Parenting has two conflicting roles, nurturing, but also supporting a child’s independence and building up his own personality. It can be very painful to go from one to another.
Something different happened today, when I brought little J to school she completely forgot about me. She usually asks me to stay for awhile when I bring her to school, but not this time. When we got in the school as soon as she saw her teacher she forgot about me. I was still there in her classroom fixing her school bag and lunch box in her cubbie when she left me. She just left me! Can you believe that?
She didn't even ask permission if she can go already, she didn't even remembered to say goodbye. She just went out the classroom and hurriedly went to the AVR to join her classmates with their circles. So I followed her to the AVR and called her to ask for my goodbye kiss. So I called her name and said, "Kiss" to remind her to kiss me goodbye before I leave for the office.
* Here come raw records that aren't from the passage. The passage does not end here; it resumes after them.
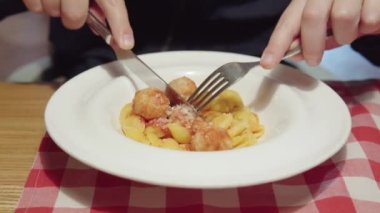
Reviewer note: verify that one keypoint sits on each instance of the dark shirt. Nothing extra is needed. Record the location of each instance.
(241, 26)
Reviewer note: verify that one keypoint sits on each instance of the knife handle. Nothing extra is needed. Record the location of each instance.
(95, 24)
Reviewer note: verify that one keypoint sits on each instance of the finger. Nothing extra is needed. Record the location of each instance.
(51, 7)
(313, 30)
(331, 43)
(74, 13)
(116, 14)
(345, 17)
(285, 32)
(33, 5)
(370, 17)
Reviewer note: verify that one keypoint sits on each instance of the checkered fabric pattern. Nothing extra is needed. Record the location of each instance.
(347, 182)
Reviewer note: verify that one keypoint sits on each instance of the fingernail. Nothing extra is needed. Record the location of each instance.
(267, 60)
(127, 41)
(313, 62)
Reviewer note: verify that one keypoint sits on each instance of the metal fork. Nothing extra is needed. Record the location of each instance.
(224, 77)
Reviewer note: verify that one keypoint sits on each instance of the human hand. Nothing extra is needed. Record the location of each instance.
(306, 22)
(74, 14)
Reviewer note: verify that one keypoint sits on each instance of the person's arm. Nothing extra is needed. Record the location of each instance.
(307, 21)
(74, 13)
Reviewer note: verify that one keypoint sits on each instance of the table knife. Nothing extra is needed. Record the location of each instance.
(133, 63)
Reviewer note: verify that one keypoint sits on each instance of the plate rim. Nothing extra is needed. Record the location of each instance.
(200, 185)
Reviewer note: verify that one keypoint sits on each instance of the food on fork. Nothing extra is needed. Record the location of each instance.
(184, 86)
(225, 123)
(150, 103)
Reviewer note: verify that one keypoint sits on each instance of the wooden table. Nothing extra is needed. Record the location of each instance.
(21, 130)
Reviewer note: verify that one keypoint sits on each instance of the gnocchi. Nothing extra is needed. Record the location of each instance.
(224, 124)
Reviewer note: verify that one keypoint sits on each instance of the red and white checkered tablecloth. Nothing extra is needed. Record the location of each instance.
(347, 182)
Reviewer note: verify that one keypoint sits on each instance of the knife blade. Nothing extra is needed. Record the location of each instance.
(133, 63)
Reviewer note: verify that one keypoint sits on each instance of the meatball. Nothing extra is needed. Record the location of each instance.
(184, 86)
(150, 103)
(210, 138)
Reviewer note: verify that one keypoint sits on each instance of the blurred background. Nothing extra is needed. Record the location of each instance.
(24, 54)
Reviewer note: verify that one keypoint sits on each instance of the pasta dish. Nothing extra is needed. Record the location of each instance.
(225, 123)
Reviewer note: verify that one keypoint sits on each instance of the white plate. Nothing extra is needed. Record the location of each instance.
(305, 121)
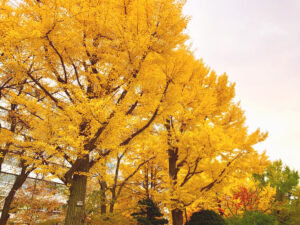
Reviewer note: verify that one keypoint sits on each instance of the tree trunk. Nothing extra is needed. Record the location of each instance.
(177, 217)
(103, 187)
(76, 204)
(20, 179)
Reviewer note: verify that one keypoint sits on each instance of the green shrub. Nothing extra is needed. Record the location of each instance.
(206, 217)
(253, 218)
(149, 213)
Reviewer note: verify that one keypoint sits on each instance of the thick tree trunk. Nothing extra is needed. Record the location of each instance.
(177, 214)
(20, 179)
(177, 217)
(103, 187)
(112, 206)
(76, 204)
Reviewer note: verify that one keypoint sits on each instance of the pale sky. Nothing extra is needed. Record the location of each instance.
(257, 43)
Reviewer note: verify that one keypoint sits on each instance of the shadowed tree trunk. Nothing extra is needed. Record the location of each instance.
(103, 187)
(19, 181)
(76, 204)
(177, 214)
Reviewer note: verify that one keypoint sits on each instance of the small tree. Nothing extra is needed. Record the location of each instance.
(206, 217)
(149, 213)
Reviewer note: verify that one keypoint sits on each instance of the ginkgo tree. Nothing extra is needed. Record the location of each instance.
(203, 136)
(109, 83)
(96, 65)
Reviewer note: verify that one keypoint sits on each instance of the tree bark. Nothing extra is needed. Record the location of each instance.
(19, 181)
(177, 216)
(76, 204)
(103, 187)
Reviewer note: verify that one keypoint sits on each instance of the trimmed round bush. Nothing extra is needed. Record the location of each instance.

And you know what happened when I said "kiss?". She turned to her teacher and went to kiss her. She completely forgot about me!!! Ouch! So her teacher said, "No, its Mommy who is asking for a kiss. Go and kiss mommy." So she went to me and gave me a kiss. I may be over reacting a bit, but when that happened, I suddenly had flash backs of her first day of school, when she was crying and wont even let go of my hand. I stayed in her classroom as they sing, play and study, the whole day still holding my hand. I remembered how she cried for weeks when I leave her in school.
Somehow I am happy because of her new found independence. She felt comfortable of not having me around, she felt at least with her teachers and classmates. Yes, that is what I wanted for her to learn. To realize that there is a lot more in the world than mommy. I am proud of my little angel. She grew up, that's what it is. Not a baby anymore. Now she is ready to face other challenges, first school, making friends, having dreams, crushes, high school, college, work. Oh no! Im going too fast now, it will take years before that happens.
It hurts to lose your baby, but its is also empowering, pride, achievement. Yes, we have conquered this first step, there is still a lot of steps to get to the end, she may be confident enough to conquer it all, but one thing is for sure, I will aways be at her back pushing her up, or by her side holding her hand or in front of her pulling her little hands to reach that top. There are times that she will acknowledge my presence, there will be times that she will forget. But even if she does, I will still be with her. Letting go is hard, but its what we all parents have to go through to train them for their future.
Tips for letting go:
Allow your child to try to do things for himself – even if means making a mess. This may mean spending more time at the table as he tries to feed himself, or him wearing an outfit that you don’t really like. But giving him independence will help in the long run.
Listen to your child – if you're treating him as a baby, he may well tell you. You need to make sure you take note.
Don’t hover – let your child know that you're there if needed, but that you’re also giving him the space he needs.